Boyd Camak’s theology offers a paradox: he rejects physical violence like a pacifist, yet refuses the passivity often associated with pacifism. For Camak, fighting an attacker—especially on their terms—does more than risk harm. It enslaves you internally, keeping you reactive, tangled in others’ agendas, and cut off from the freedom Christ offers. His “non-fighting” is not withdrawal, but alignment with Christ’s counter-intuitive Way: embracing suffering, telling disruptive truths, and rejecting worldly “solutions” that promise peace through domination.
Why Continued Fighting Fails
- It Draws You In and Enslaves You
Camak teaches that true Christianity brings internal freedom from external control, manipulation, shame, and fear. Continued fighting traps a person in the attacker’s frame, preventing that liberation. He calls human efforts to “fix” everything through personal strength a cultural myth that ends in despair, misery, and spiritual stagnation. In his view, the “evil one” aims to keep people locked inside themselves, isolated in shame, and severed from Christ. - It Perpetuates the Violence
Camak reads Jesus’s words, “I have come not to bring peace but a sword” (Matthew 10:34), not as an endorsement of combat but as a metaphor for truth that disrupts false peace. Physical or retaliatory fighting contradicts this Way. Systems that claim to secure peace through law, order, and cultural dominance are, in his view, counterfeit. Love—not vengeance—is the only way out of life’s “hell.” Fighting from bitterness only deepens suffering.
How This Differs from Traditional Pacifism
- Internal Freedom vs. External Action
Traditional pacifism focuses on refusing violence as an external moral stance. Camak’s rejection of fighting begins in the interior life—achieving a grounded peace that does not depend on external conditions. - The “Sword” as Disruptive Truth
Camak’s sword is spiritual, not physical. It cuts through conformity, tribalism, and power structures. He is willing to engage in sharp public confrontation when truth demands it—something that sets him apart from more conciliatory forms of pacifism. - Embracing Suffering for Transformation
Where pacifists may aim to reduce suffering, Camak sees it as unavoidable and spiritually formative. “The joy comes through the wound,” he writes, urging believers to stay inside the pain rather than escape it. - Rejection of Worldly Solutions
For Camak, the Christian life is about surrender to God’s providence, not personal victory. Worldly hopes of control and happy endings are false consolations. - Confrontational Rhetoric
While rejecting physical violence, Camak uses a jarring, radical style to confront both secular and religious authority. He calls out institutional corruption directly, saying “the thought police who intimidate authentic clergy should be confronted publicly.”

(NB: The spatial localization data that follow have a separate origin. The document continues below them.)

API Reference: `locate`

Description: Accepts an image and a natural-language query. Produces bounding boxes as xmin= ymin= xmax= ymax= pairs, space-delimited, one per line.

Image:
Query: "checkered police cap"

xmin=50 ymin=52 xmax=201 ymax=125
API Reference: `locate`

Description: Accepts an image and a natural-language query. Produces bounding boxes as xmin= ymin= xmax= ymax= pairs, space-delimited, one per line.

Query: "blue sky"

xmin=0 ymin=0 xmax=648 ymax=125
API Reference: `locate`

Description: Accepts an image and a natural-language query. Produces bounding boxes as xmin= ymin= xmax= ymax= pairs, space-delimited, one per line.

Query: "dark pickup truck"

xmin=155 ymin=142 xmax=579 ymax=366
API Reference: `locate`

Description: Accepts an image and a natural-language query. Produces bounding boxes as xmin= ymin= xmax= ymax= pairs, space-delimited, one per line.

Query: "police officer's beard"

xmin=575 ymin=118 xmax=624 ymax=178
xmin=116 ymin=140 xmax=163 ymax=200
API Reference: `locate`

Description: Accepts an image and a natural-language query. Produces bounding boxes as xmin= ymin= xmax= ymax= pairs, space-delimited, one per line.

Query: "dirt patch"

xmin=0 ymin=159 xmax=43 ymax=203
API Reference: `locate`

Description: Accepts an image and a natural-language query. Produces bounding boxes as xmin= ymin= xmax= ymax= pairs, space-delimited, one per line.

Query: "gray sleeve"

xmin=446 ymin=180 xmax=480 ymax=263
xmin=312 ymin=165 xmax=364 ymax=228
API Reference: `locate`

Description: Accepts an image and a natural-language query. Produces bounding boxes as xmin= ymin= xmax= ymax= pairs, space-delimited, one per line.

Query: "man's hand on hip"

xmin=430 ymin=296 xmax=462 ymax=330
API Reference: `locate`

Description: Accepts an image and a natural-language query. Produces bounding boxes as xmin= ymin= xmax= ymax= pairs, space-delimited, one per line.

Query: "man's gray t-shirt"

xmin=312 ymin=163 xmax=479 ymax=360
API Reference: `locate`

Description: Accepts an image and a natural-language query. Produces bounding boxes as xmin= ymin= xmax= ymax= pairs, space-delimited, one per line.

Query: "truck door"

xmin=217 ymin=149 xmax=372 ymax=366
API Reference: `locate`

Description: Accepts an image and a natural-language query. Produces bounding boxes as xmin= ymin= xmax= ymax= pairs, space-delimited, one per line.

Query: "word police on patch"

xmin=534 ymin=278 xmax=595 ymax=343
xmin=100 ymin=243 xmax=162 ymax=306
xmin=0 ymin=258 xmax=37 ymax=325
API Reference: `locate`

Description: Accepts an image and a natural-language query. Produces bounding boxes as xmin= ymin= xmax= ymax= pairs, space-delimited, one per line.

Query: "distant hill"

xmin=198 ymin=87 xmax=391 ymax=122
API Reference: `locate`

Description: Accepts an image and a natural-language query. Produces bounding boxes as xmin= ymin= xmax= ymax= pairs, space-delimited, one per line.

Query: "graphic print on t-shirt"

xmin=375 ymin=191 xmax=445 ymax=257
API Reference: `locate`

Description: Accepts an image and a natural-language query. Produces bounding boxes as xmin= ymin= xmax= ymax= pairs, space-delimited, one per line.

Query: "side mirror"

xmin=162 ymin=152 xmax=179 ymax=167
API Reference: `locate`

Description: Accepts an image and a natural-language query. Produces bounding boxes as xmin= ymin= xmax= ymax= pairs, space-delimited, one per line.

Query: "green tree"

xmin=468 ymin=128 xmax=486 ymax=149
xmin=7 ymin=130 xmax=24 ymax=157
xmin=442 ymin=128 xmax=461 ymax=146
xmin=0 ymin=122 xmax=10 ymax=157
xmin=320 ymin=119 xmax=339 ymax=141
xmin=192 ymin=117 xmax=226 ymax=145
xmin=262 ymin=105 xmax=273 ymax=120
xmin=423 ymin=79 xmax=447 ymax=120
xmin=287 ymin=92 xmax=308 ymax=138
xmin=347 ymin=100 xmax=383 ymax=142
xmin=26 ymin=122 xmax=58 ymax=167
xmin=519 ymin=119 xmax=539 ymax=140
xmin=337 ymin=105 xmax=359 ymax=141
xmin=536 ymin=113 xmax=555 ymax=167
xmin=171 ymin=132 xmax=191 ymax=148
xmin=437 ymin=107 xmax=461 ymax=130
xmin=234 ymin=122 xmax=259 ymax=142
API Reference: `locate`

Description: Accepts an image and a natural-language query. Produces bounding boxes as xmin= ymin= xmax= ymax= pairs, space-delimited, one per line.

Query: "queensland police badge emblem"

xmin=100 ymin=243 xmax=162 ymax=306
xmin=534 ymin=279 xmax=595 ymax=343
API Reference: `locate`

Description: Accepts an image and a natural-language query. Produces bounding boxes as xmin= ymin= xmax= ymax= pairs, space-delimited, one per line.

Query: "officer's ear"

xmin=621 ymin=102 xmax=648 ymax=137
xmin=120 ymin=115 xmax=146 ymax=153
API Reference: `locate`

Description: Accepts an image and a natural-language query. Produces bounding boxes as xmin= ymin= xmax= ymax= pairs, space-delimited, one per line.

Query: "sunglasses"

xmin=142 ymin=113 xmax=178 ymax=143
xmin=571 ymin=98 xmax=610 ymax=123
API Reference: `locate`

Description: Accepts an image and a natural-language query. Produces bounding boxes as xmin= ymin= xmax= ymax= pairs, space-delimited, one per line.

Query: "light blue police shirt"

Orthodox Roots, Unconventional Edge
Camak’s theology is anchored in classic Christian convictions: Christ and the Cross as God’s ultimate revelation, God’s unconditional love, and the transformative power of suffering. He draws on Catholic, Orthodox, and Protestant sources alike, from Karl Rahner to Karl Barth.

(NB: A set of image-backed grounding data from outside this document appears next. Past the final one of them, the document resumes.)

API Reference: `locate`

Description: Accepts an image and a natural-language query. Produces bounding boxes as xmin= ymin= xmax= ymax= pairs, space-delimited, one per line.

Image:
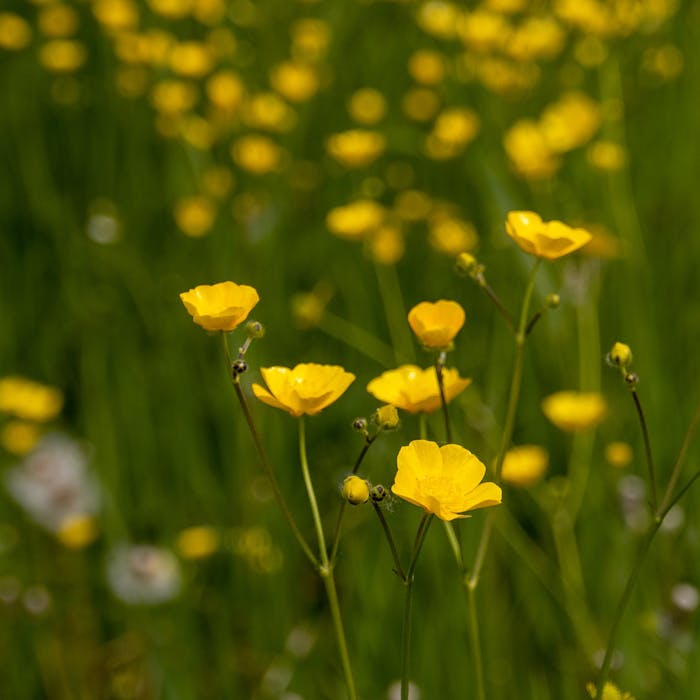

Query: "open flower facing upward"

xmin=366 ymin=365 xmax=471 ymax=414
xmin=542 ymin=391 xmax=607 ymax=432
xmin=506 ymin=211 xmax=592 ymax=260
xmin=253 ymin=364 xmax=355 ymax=416
xmin=180 ymin=281 xmax=259 ymax=332
xmin=392 ymin=440 xmax=501 ymax=521
xmin=408 ymin=300 xmax=466 ymax=349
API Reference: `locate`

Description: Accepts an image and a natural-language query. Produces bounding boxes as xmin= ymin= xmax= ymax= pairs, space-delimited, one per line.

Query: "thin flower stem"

xmin=401 ymin=514 xmax=433 ymax=700
xmin=525 ymin=310 xmax=543 ymax=337
xmin=630 ymin=388 xmax=658 ymax=513
xmin=435 ymin=354 xmax=452 ymax=443
xmin=443 ymin=521 xmax=463 ymax=570
xmin=479 ymin=278 xmax=515 ymax=332
xmin=230 ymin=377 xmax=317 ymax=568
xmin=467 ymin=585 xmax=486 ymax=700
xmin=419 ymin=413 xmax=428 ymax=440
xmin=298 ymin=417 xmax=357 ymax=700
xmin=375 ymin=262 xmax=416 ymax=365
xmin=372 ymin=502 xmax=406 ymax=580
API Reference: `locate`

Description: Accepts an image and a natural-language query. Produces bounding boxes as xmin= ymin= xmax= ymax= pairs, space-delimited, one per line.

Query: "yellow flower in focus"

xmin=348 ymin=88 xmax=387 ymax=125
xmin=176 ymin=525 xmax=220 ymax=559
xmin=169 ymin=41 xmax=214 ymax=78
xmin=206 ymin=71 xmax=244 ymax=113
xmin=252 ymin=364 xmax=355 ymax=417
xmin=1 ymin=421 xmax=42 ymax=455
xmin=0 ymin=377 xmax=63 ymax=422
xmin=501 ymin=445 xmax=549 ymax=487
xmin=586 ymin=681 xmax=635 ymax=700
xmin=342 ymin=476 xmax=370 ymax=505
xmin=542 ymin=391 xmax=607 ymax=432
xmin=429 ymin=216 xmax=478 ymax=256
xmin=326 ymin=130 xmax=386 ymax=168
xmin=375 ymin=404 xmax=400 ymax=430
xmin=39 ymin=40 xmax=87 ymax=73
xmin=392 ymin=440 xmax=501 ymax=521
xmin=180 ymin=281 xmax=259 ymax=332
xmin=326 ymin=200 xmax=385 ymax=240
xmin=408 ymin=300 xmax=466 ymax=350
xmin=38 ymin=5 xmax=80 ymax=38
xmin=367 ymin=365 xmax=471 ymax=414
xmin=368 ymin=225 xmax=404 ymax=265
xmin=0 ymin=13 xmax=32 ymax=50
xmin=408 ymin=49 xmax=446 ymax=85
xmin=174 ymin=196 xmax=216 ymax=237
xmin=605 ymin=441 xmax=633 ymax=468
xmin=57 ymin=515 xmax=99 ymax=549
xmin=231 ymin=135 xmax=283 ymax=174
xmin=608 ymin=342 xmax=633 ymax=368
xmin=269 ymin=61 xmax=319 ymax=103
xmin=506 ymin=211 xmax=592 ymax=260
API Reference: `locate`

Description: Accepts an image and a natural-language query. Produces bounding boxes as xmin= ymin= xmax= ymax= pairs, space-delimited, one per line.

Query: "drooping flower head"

xmin=392 ymin=440 xmax=501 ymax=521
xmin=253 ymin=363 xmax=355 ymax=416
xmin=506 ymin=211 xmax=592 ymax=260
xmin=408 ymin=300 xmax=466 ymax=350
xmin=541 ymin=391 xmax=607 ymax=432
xmin=180 ymin=281 xmax=259 ymax=332
xmin=366 ymin=365 xmax=471 ymax=414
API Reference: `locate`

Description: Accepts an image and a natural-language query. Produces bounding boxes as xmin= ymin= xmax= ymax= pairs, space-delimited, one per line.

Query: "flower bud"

xmin=342 ymin=476 xmax=370 ymax=505
xmin=545 ymin=293 xmax=560 ymax=309
xmin=370 ymin=484 xmax=387 ymax=502
xmin=608 ymin=341 xmax=633 ymax=368
xmin=624 ymin=371 xmax=639 ymax=387
xmin=375 ymin=404 xmax=400 ymax=430
xmin=455 ymin=252 xmax=478 ymax=275
xmin=232 ymin=359 xmax=248 ymax=377
xmin=352 ymin=417 xmax=368 ymax=433
xmin=246 ymin=320 xmax=265 ymax=339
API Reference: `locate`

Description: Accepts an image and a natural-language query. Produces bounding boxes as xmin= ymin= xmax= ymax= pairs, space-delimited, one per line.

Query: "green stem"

Yet his rhetorical style is deliberately raw. He rejects sentimental portrayals of Christ, likens the Cross to a lynching tree or electric chair, and openly names doctrines he finds harmful as “complete nonsense” or worse. He embraces vulnerability, identifying himself as “a hypocrite with logs in my eyes,” so that readers meet a fellow struggler rather than a polished persona.
The Core of His Stance
Camak’s rejection of fighting is not about avoiding trouble—it is about refusing the spiritual captivity that comes from meeting evil on its own terms. His Way is to face the wound, speak the truth, and trust God’s providence, even when that truth disrupts the world’s false peace.